Old Palace at HatfieldOld Palace at Hatfield

Adangerous world of political intrigue, threats from religious fanatics and assassination played out against a Hertfordshire backdrop – not the latest Hollywood blockbuster from Leavesden Studios but the 16th-century England of Elizabeth I. At critical times the Virgin Queen could escape from the capital to the county she knew well but could not always avoid the problems of her reign following her.

Early life

Hertfordshire was the county of Elizabeth’s childhood. She grew up in royal residences at Ashridge, Hunsdon and Hatfield as a princess, waited on by her half-sister Mary, then as Henry VIII’s illegitimate daughter after her mother Anne Boleyn was executed in 1536 and again as a princess following Henry’s Third Act of Succession, which restored Elizabeth’s place in the line to the throne.

The turbulence of her young life continued with the death of her father in 1547, and then that of her ruling half-brother Edward VI in 1553. The following year, she was arrested at the age of 20 at Ashridge under orders from her half-sister, a Catholic and now queen, accused of involvement with Protestant rebels. She was taken to the Tower, where she lived in fear of execution before being sent back to Hatfield under house arrest. There in 1558, sitting by an oak tree as the story goes, she learned that Mary had died and she was the new Queen of England.

Ancient oaks still exist on the estate, as do the kitchen and Great Hall, with its oak and chestnut vaulted roof, from the home Elizabeth knew, now known as the Old Palace, next door to the more imposing 17th-century Hatfield House.

The dramatic events of Elizabeth’s early life would set the tone for her future visits to the county; always there was a backdrop of turmoil intruding on the tranquillity and privacy she sought in the places she grew up. While she would go on to visit Hertfordshire some 58 times during her reign, residing in the country houses of her courtiers, hawking and hunting in the county’s numerous deer parks, she would never again stay at the site of her arrest by her half-sister – Ashridge. The remains of the former dissolved monastery where Elizabeth lived there are under the lawn of today’s Ashridge House, a 19th-century gothic revival stately home which is now a business school.

Love and progress

Elizabeth was very close to the son of the executed Duke of Northumberland, Robert Dudley. Upon becoming Queen, Elizabeth heaped rewards on Dudley, making him her Master of the Horse, which demanded his constant presence. Gossip at the Spanish court said he was her lover. On a royal progress, or tour of her courtiers’ estates, in 1564, she caused scandal by insisting Dudley had the bedroom next to hers. Elizabeth’s chief minister, William Cecil, who built a house at Theobalds, near Cheshunt, viewed Dudley as a potential suitor to Elizabeth. So concerned was Cecil that the Queen was thinking of marriage to Dudley that in 1566 he drafted reasons why she must not marry him.
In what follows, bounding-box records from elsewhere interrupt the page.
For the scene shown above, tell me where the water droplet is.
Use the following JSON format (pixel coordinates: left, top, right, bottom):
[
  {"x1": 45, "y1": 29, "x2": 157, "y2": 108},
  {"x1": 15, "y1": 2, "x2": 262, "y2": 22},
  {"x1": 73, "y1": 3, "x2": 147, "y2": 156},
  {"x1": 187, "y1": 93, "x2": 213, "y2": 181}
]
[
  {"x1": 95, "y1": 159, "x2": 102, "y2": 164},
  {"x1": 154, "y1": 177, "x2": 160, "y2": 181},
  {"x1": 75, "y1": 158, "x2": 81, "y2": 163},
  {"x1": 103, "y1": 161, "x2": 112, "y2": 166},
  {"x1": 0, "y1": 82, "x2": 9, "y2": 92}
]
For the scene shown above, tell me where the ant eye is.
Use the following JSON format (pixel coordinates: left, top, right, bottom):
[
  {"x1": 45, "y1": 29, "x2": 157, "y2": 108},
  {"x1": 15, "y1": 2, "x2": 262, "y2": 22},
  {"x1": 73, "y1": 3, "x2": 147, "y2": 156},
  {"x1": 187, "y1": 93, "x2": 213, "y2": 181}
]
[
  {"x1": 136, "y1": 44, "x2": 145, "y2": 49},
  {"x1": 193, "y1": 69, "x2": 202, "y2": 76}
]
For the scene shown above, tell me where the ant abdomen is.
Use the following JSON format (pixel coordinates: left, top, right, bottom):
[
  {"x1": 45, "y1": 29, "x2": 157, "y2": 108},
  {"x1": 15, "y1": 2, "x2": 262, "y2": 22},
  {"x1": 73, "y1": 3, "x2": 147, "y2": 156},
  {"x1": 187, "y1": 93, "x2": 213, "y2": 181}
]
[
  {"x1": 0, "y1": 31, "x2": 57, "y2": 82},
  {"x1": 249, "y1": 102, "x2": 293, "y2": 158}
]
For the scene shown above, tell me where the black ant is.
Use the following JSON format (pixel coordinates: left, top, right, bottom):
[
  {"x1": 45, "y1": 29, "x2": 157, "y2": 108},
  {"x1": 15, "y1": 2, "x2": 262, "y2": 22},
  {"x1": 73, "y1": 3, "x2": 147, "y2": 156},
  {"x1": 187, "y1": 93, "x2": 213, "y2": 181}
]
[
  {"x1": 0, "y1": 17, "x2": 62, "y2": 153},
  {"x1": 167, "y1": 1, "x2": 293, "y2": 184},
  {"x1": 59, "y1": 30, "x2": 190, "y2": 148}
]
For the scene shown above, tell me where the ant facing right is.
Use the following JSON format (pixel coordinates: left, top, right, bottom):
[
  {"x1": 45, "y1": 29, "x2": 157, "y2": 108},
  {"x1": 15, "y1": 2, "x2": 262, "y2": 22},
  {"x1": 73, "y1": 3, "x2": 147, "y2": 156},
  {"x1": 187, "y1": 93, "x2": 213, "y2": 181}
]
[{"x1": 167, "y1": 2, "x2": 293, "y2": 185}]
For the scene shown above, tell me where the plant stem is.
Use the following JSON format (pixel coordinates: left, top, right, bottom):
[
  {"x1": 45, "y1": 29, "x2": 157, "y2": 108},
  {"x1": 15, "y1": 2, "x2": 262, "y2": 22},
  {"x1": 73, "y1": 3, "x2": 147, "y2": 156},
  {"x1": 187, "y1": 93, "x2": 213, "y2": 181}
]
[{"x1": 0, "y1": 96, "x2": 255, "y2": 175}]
Every summer, the Queen would leave the disease-ridden, stinking capital and transport her entire court on royal progresses, staying up to a month at the houses of country gentlemen. When she stayed at Theobalds, her stay could cost Cecil upwards of £3,000 each week (about £75,000 in today’s money). In excess of 250 ‘essential’ courtiers had to be provided for locally, with accommodation, entertain-ment and food. Little wonder that some members of the gentry did all they could to avoid a royal visit. Elizabeth expected to be lavishly entertained and Cecil and his rivals did not disappoint. She was quick to point out things that displeased her. After her first visit to Theobalds, Elizabeth commented that she found her room too small. Not a man for trifles, Cecil enlarged the whole house in pink brick and stone with impressive domed cupolas and gardens modelled on the royal palace at Fontainebleau, the whole exercise almost bankrupting him.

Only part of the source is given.